The matrix M in the LCP is as in Figure 2. The nxm matrix A is the input matrix. Each column consists of the physical inputs needed to operate a process at unit level. The nxm matrix B is the output matrix. Its columns are the outputs of each process, at a unit level. The scalar r is the given rate of profits.

Figure 2: The Given Matrix in the LCP for the Cost-Minimization Problem

The solution of a LCP consists of two column vectors. In the this case, where the LCP is equivalent to a specification of a long period position, these vectors have a block structure. The components of one solution vector consist of commodity prices and the levels at which each process in the technology is operated in a cost-minimizing solution. A unit of labor is taken as the numeriare.

3.0 A Modification of the LCP

I now consider a variation on the above LCP. Let the matrix M be as in Figure 3. With this modification, the vector y is now total consumption at a point in time along a steady-state growth path. The rate of growth is g.

Figure 3: The Updated Matrix in the LCP for the Cost-Minimization Problem

I make a further assumption that the rate of growth is equal to the rate of profits:

g = r

The matrix M is now skew-symmetric, in which its transpose is equal to its additive inverse. The solution of a LCP in which the matrix parameter has this structure also solves dual LPs.

4.0 Dual LPs

In this case, the primal LP can be written as:

Choose p

To maximize y^T p

Such that:

(1 + r) A^T p + a₀^T ≥ B^T p

p_i ≥ 0, i = 1, 2, ..., n

In other words, prices are set to maximize the value of consumption, while respecting the constraint that the cost of no process, at the given rate of profits, falls below the corresponding revenues.

The dual LP is:

Choose q

To minimize a₀ q

Such that:

[B - (1 + g) A] q ≥ y

q_i ≥ 0, i = 1, 2, ..., m

That is, the levels of operation of the processes comprising the technology are set to minimize total employment, while maintaining the given rate of growth at the point on the steady-state path specified by the consumption basket for the economy. With a unit of labor as numeraire, the objective function of the dual LP can be stated as minimizing total wages.

These dual LPs can be mapped to the LCP with the same mapping as in the previous post, with a couple of modifications. These modifications must be included to include the steady state rate of growth.

5.0 Duality Properties

I want to consider three properties of dual LPs.

If a constraint in the primal LP is met in the solution with an inequality, the corresponding decision variable in the dual LP is zero in the solution. In this context, this duality property is the law of non-operated processes.

If a constraint in the dual LP is met in the solution with an inequality, the corresponding decision variable in the solution to the primal LP is zero. This is the law of free goods.

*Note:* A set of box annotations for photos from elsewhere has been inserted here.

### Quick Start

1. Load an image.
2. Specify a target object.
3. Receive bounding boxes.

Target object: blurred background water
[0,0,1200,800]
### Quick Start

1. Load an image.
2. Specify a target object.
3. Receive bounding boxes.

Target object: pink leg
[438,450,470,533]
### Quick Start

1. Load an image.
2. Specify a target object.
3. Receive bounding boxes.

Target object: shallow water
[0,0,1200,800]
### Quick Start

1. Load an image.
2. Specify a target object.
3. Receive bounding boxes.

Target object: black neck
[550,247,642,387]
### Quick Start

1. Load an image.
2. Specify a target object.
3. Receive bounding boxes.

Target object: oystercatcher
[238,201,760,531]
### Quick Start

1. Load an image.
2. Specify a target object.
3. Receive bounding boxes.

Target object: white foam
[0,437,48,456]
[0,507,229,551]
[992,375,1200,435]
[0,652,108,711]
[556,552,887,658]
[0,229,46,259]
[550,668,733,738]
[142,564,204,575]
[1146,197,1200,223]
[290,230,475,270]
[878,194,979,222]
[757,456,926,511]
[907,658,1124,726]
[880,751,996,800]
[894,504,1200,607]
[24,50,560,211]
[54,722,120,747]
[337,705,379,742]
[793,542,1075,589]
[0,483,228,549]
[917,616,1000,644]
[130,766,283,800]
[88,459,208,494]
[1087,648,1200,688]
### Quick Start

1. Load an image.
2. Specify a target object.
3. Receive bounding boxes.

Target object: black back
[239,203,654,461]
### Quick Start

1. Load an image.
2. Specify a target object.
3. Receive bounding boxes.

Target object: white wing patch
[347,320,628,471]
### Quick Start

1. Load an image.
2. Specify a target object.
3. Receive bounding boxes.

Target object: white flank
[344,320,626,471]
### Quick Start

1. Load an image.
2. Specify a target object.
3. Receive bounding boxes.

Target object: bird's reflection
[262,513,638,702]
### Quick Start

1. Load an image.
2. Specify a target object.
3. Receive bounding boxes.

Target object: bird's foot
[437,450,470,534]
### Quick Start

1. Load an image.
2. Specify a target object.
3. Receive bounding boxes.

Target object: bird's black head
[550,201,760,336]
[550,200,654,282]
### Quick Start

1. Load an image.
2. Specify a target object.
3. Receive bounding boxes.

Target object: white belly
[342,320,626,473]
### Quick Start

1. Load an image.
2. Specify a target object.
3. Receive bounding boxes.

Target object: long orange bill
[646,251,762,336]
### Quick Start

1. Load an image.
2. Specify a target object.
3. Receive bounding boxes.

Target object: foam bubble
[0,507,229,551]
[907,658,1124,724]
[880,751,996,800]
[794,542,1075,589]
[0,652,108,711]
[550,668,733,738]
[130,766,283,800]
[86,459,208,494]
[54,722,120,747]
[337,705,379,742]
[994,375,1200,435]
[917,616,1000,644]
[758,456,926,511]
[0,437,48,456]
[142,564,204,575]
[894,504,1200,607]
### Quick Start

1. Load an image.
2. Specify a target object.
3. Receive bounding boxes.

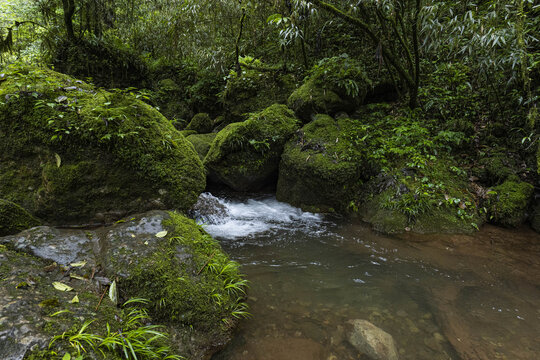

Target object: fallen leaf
[156,230,167,237]
[15,281,30,289]
[69,260,86,267]
[53,281,73,291]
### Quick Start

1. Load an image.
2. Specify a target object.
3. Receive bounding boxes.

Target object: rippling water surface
[194,194,540,360]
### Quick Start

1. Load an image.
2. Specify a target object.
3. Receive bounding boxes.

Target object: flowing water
[194,194,540,360]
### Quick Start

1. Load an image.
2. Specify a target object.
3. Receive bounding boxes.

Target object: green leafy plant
[49,298,182,360]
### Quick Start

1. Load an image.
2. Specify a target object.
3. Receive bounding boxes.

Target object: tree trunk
[236,8,246,76]
[62,0,76,42]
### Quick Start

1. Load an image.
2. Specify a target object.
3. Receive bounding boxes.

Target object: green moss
[122,213,245,332]
[186,113,214,134]
[488,176,534,227]
[287,55,371,122]
[277,104,482,233]
[277,115,363,212]
[0,66,205,221]
[204,104,298,191]
[536,143,540,174]
[531,204,540,233]
[0,199,40,236]
[186,133,217,160]
[474,151,518,186]
[222,69,295,122]
[287,79,342,121]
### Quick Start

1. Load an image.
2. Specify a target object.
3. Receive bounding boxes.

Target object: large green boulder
[0,66,205,224]
[0,211,246,360]
[488,176,534,227]
[0,199,39,236]
[277,104,483,233]
[287,55,371,122]
[277,115,364,212]
[185,113,214,134]
[221,58,296,122]
[186,133,217,160]
[204,104,299,191]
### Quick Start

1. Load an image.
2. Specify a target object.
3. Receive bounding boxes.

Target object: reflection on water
[193,194,540,360]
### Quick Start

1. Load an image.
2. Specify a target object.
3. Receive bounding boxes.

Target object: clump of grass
[49,299,183,360]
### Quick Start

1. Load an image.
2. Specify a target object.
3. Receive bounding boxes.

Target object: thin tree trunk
[62,0,76,42]
[236,8,246,76]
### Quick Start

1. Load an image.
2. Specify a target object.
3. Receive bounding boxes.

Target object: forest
[0,0,540,360]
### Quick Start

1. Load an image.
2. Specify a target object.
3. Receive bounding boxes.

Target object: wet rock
[189,193,229,224]
[0,211,245,359]
[186,113,214,134]
[0,199,40,236]
[186,133,217,160]
[204,104,298,191]
[0,226,98,268]
[347,319,398,360]
[0,67,206,225]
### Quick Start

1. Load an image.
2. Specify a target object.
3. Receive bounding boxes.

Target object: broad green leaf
[53,281,73,291]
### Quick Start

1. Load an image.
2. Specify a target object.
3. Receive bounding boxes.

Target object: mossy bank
[0,211,246,359]
[0,65,205,223]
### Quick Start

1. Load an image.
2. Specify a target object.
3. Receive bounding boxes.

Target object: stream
[197,193,540,360]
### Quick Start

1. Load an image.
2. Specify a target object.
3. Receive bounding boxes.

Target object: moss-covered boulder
[488,176,534,227]
[0,199,39,236]
[277,104,482,233]
[277,115,368,212]
[0,211,245,359]
[186,133,217,160]
[287,55,371,122]
[0,66,205,224]
[204,104,299,191]
[185,113,214,134]
[222,59,296,122]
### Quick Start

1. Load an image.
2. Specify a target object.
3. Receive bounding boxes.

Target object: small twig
[96,289,107,311]
[197,251,216,275]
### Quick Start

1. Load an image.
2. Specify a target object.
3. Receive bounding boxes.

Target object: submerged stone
[0,65,205,224]
[347,319,398,360]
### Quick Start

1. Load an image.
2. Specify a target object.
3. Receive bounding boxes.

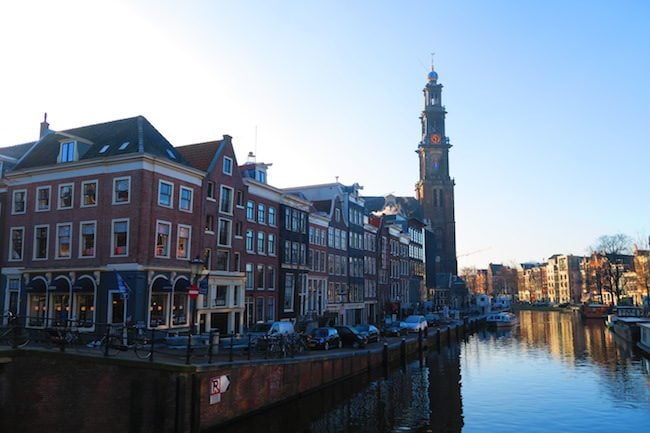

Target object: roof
[176,140,223,171]
[15,116,189,170]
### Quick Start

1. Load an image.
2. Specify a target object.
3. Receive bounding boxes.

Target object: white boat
[612,317,650,343]
[636,323,650,355]
[485,311,519,328]
[605,305,643,328]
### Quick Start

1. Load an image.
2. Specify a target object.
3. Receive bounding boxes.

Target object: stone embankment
[0,318,482,433]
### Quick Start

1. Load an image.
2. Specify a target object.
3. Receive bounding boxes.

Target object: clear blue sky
[0,0,650,267]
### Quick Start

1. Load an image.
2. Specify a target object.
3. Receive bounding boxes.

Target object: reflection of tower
[415,66,458,275]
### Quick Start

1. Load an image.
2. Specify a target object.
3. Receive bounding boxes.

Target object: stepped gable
[15,116,188,170]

The values of the objective functions of the dual OPs are equal to one another in the solution. This is Joan Robinson's neo-neoclassical theorem. Given a steady state growth path in which the rate of growth is equal to the rate of profits, the maximum total value of consumption throughout the economy, along that path, is equal to minimum total wages

This trip from the specification of a long period position through an equivalent LCP, the modification of that LCP to have a skew-symmetric matrix, and the consideration of the duality properties of equivalent dual LPs constitutes a novel derivation of Robinson's neo-neoclassical theorem.